UCLA drug policy expert Mark Kleiman estimates the retail cost of recreational marijuana could skyrocket to between $482 and $723 per ounce as a result of regulations and taxes—58 percent higher than what it would regularly be. “That’s a big problem,” Kleiman said in an article in Forbes. “The legal market is going to have a hard time competing with the illegal market, but a particularly hard time competing with the untaxed, unregulated sort-of-legal market.”
A 2010 report by Harvard economics professor Jeffrey Miron estimates the U.S. government could generate a combined $17.4 billion savings from enforcement of prohibition and tax revenues were marijuana to be legalized. In Colorado, a 25 percent state tax on recreational-use pot purchases is expected to generate $67 million. Here in Hawai‘i, a report by University of Hawai‘i professor David Nixon commissioned in 2013 by Drug Policy Action Group estimated $9 million could be redirected annually to state and county governments as a result of decriminalizing marijuana.

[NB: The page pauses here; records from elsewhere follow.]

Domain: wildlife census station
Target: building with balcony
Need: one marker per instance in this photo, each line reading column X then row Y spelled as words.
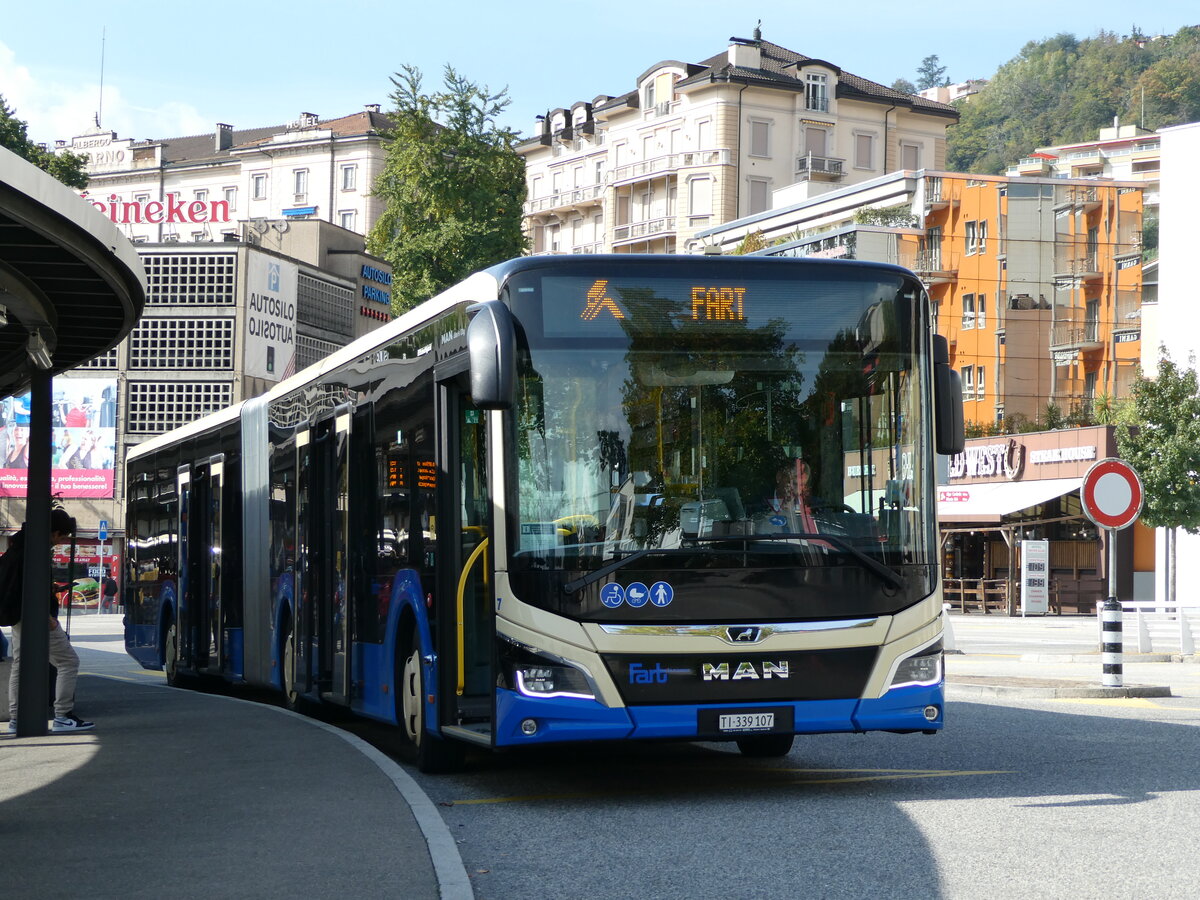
column 1036, row 282
column 695, row 144
column 203, row 186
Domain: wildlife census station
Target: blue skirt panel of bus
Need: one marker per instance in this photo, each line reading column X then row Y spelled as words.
column 376, row 665
column 571, row 719
column 903, row 708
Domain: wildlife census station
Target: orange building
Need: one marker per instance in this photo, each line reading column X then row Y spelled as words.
column 1038, row 289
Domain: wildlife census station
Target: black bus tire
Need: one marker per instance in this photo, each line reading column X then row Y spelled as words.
column 766, row 745
column 426, row 751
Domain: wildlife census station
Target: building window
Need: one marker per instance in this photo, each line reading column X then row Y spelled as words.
column 816, row 91
column 760, row 137
column 864, row 151
column 760, row 195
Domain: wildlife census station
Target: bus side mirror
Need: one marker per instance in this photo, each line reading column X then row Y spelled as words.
column 491, row 348
column 948, row 401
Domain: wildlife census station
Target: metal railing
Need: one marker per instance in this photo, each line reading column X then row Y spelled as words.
column 809, row 165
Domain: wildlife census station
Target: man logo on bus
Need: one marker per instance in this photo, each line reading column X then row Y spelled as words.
column 720, row 671
column 599, row 300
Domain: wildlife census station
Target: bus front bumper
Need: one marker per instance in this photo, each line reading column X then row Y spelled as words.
column 523, row 720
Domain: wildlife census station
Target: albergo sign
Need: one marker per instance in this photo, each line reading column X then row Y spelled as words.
column 172, row 210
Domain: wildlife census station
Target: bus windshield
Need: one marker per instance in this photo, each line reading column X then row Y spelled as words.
column 762, row 421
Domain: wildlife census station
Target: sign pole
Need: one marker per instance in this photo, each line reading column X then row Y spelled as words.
column 1111, row 646
column 1111, row 497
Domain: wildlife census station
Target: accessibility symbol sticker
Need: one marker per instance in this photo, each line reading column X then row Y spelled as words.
column 661, row 594
column 636, row 594
column 612, row 595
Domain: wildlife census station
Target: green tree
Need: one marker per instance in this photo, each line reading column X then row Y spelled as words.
column 453, row 186
column 66, row 167
column 930, row 75
column 1163, row 447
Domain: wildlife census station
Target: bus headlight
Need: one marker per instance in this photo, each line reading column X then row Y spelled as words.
column 537, row 675
column 922, row 669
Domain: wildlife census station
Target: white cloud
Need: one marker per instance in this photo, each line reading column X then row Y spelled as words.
column 55, row 109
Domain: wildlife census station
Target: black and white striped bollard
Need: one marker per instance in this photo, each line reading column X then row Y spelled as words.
column 1110, row 643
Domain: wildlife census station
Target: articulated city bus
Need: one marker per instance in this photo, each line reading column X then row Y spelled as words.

Opponents of marijuana legalization refute purported monies gained from taxes on pot. “Sadly, however, we know that vice taxes rarely pay for themselves,” said Kevin Sabet, director of Smart Approaches to Marijuana, in a story on CNN. “The $40 billion we collect annually from high levels of tobacco and alcohol use in the U.S. are about a tenth of what those use levels cost us in terms of lost productivity, premature illness, accidents and death.”